CEO, Y-ME National Breast Cancer Organization
Margaret has been Chief Executive Officer of Y-ME National Breast Cancer Organization™ since July of 2001. In the six years under Margaret’s leadership, Y-ME has significantly increased its national visibility, enhanced its programs, and has more than quadrupled its operating budget. Margaret has lost several close friends to breast cancer, supported others who are survivors, and lost her father to metastatic prostate cancer. It was partly these experiences that resulted in her accepting the challenge of leading this growing national voluntary health agency.
Margaret has thirty years of not-for-profit experience, including academic, arts, and healthcare organizations—on the local, regional, and national levels. Her experience includes management, fundraising, and affiliate relations. Prior to joining Y-ME, she worked for the Alzheimer’s Association for ten years, holding several different positions on both the local and national levels. During her four-year tenure as Vice President of Development, the contributed income of the national office of the Association more than doubled, increasing from $22 million to $52 million.
In her capacity as CEO for Y-ME, Margaret holds seats on the boards of directors of the National Health Council, the National Breast Cancer Coalition and Human Service Charities of America. In June of 2004, she was named by Crain’s Chicago Business as one of the 100 Most Influential Women in Chicago.
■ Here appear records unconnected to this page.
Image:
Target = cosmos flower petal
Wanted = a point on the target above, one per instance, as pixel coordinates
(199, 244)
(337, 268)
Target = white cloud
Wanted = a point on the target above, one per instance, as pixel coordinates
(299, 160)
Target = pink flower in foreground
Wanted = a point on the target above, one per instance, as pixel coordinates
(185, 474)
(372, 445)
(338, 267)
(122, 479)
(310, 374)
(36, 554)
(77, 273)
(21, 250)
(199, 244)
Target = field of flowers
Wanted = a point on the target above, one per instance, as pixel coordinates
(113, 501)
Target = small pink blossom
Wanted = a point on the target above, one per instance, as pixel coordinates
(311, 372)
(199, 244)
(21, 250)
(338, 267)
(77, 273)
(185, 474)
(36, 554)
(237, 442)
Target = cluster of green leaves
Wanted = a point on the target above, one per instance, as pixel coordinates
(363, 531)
Y-ME is a Chicago-based national nonprofit organization with the mission to ensure, through information, empowerment and peer support, that no one faces breast cancer alone. Y-ME does not raise money for research. Instead, Y-ME is here today for those who can’t wait for tomorrow’s cure.
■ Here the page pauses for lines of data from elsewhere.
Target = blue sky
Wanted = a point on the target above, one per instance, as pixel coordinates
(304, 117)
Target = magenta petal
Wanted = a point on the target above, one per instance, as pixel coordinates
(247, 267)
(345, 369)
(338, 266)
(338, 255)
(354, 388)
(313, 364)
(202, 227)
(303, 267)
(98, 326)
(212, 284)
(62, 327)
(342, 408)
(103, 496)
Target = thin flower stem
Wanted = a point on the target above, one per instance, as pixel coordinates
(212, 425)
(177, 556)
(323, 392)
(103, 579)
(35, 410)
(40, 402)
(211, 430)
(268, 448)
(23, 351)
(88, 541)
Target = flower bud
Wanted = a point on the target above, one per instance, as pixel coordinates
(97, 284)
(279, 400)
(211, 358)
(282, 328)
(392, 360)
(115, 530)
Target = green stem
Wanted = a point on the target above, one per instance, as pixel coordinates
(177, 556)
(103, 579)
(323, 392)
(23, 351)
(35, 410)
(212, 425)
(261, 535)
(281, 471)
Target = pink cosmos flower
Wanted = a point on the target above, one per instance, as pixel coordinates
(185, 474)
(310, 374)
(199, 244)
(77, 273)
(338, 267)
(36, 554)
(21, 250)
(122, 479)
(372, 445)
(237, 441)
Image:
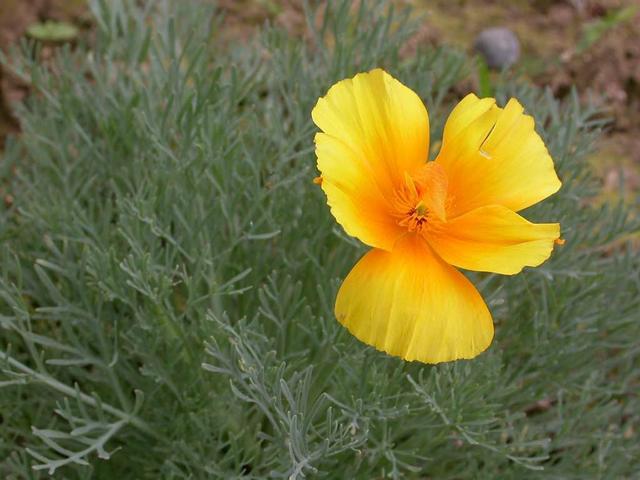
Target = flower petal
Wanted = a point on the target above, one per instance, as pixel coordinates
(494, 239)
(374, 130)
(494, 156)
(411, 304)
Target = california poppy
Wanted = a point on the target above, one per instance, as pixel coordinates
(424, 218)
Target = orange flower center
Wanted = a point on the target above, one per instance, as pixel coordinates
(420, 201)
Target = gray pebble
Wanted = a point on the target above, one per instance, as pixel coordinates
(499, 47)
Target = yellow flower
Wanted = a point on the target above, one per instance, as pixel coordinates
(423, 218)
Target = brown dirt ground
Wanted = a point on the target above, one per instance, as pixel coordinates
(549, 30)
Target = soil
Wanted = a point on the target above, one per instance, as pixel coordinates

At the center of the organization is the Y-ME National Breast Cancer Hotline, the only 24/7call center operated by trained peer counselors who are breast cancer survivors and takes nearly 42,000 calls a year. Y-ME counselors do not give medical advice but give emotional support and information about breast cancer, procedures and treatment options. Hotline calls are interpreted in 150 languages.
Each year on Mother’s Day, the organization holds Y-ME’s Race to Empower in Chicago and Y-ME’s Walk to Empower events across the country. Nationwide 40,000 people will raise a total of $7 million this year to help Y-ME fulfill its mission to ensure no one faces breast cancer alone at events in Chicago, Atlanta, Cleveland, Denver, Houston, Miami, Phoenix, Sacramento, San Diego, Seattle, Tulsa and Washington, D.C.
Under Kirk’s leadership, Y-ME received the highest rating of four stars for sound fiscal management two years in a row by Charity Navigator, an independent evaluator of nonprofits. Additionally, Y-ME meets all of the National Health Council’s 41 Standards of Excellence, best practices that encompass the areas of governance, personnel policies, programs finance, fundraising, accounting and reporting, and evaluation.
A native of Kingsport, Tennessee, Margaret holds a Bachelor of Science degree from East Tennessee State University, and a Master of Arts degree from Indiana University. She and her husband, Tom, share a blended family that includes three grown children and four grandchildren.